Re: ISSUE-125 CCP -- change the "willful violation" note -- rev 1 from Leif Halvard Silli on 2011-01-27 (public-html@w3.org from January 2011)

From: Leif Halvard Silli <xn--mlform-iua@xn--mlform-iua.no>
Date: Thu, 27 Jan 2011 13:25:03 +0100
To: Anne van Kesteren <annevk@opera.com>
Cc: Julian Reschke <julian.reschke@gmx.de>, Leif Halvard Silli <xn--mlform-iua@xn--mlform-iua.no>, "public-html@w3.org" <public-html@w3.org>
Message-ID: <20110127132503797994.b6bb449e@xn--mlform-iua.no>

Anne van Kesteren, Thu, 27 Jan 2011 10:39:03 +0100:
> On Thu, 27 Jan 2011 08:28:35 +0100, Leif Halvard Silli 
> <xn--mlform-iua@målform.no> wrote:
>> Anne, HTML5's 'encoding sniffing algorithm' [1] uses the 'algorithm for
>> extracting an encoding from a Content-Type' [2] twice:
>> 
>>  1) before parsing: on Content-Type meta data (HTTP). [1]
> 
> It is not used here. It just generically refers to the "Content-Type 
> metadata" and does not define how you extract it.

If you are correct, then where does HTML5 specify how to handle the 
HTTP Content-Type header? 

Note that the section says:

 ]] The Content-Type metadata of a resource must be obtained and 
interpreted in a manner consistent with the requirements of the Media 
Type Sniffing specification. [MIMESNIFF] [[

And that MIMESNIFF "describes an algorithm for determining the 
effective media type of HTTP responses". [1]

> (You are right that 
> the algorithm is used twice, but both times it operates on the 
> text/html stream, not on any external data.)
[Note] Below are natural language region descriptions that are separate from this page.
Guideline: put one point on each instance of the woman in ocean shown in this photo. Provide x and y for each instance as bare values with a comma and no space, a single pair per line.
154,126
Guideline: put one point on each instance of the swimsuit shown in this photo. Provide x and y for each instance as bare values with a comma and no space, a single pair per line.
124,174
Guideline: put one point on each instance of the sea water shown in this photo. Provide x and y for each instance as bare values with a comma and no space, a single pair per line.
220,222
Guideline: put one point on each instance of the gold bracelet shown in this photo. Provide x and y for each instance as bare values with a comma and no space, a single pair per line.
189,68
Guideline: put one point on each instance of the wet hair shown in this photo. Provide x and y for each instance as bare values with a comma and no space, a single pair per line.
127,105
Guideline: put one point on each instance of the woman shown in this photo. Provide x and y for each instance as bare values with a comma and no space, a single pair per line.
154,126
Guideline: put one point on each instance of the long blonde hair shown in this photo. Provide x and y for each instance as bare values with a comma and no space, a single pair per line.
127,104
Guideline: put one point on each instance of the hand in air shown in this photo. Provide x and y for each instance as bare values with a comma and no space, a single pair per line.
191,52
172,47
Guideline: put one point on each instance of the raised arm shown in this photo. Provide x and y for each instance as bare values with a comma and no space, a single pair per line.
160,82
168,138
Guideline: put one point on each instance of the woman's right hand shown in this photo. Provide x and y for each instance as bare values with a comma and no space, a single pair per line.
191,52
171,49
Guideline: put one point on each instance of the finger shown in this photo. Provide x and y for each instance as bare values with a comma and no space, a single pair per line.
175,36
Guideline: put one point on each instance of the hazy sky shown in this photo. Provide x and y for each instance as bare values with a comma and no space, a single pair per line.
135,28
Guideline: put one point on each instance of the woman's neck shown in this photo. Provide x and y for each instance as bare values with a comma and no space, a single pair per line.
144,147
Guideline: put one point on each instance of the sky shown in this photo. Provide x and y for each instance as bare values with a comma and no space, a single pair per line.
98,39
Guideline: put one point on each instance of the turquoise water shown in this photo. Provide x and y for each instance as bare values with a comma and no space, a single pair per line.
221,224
Same question as above. My view is that the same algorithm is first 
used on the HTTP Content-Type and then, if necessary, on the HTTP-EQUIV 
Content-Type. Yes, it looks to me as if MIMESNIFF blurs the border 
between the HTTP header and "512 octets or more" of the text/html 
stream. But never the less, MIMESNIFF means HTTP's Content-Type - it 
does not speak about HTTP-EQUIV. MIMESNIFF also says that: 

]] If the user agent is configured to strictly obey the official-
   type, then let the sniffed-type be the official-type and abort
   these steps. [[

In which case there would not be any Content-Type any other place than 
in the one that were obtained from the HTTP header.

And also, in the encoding sniffing algorithm of HTML5, then the 512 
octets is step 3 - after the 'transport layer' - we must assume that 
the 'transport layer' is HTTP, and thus the same as the "official-type" 
in the MIMESNIFF draft.

(I must say that HTML5 could have described these things better. As is, 
one must jump back and forth and think ... For instance, the encoding 
sniffing algorithm is described twice. Once in the two first paragraphs 
of section 8.2.2.1 and once again in the subsequent outline of the 
algorithm. [2])

[1] http://tools.ietf.org/html/draft-abarth-mime-sniff-06

[2] 
http://www.w3.org/TR/html5/parsing#determining-the-character-encoding

-- 
leif halvard silli

Received on Thursday, 27 January 2011 12:25:40 UTC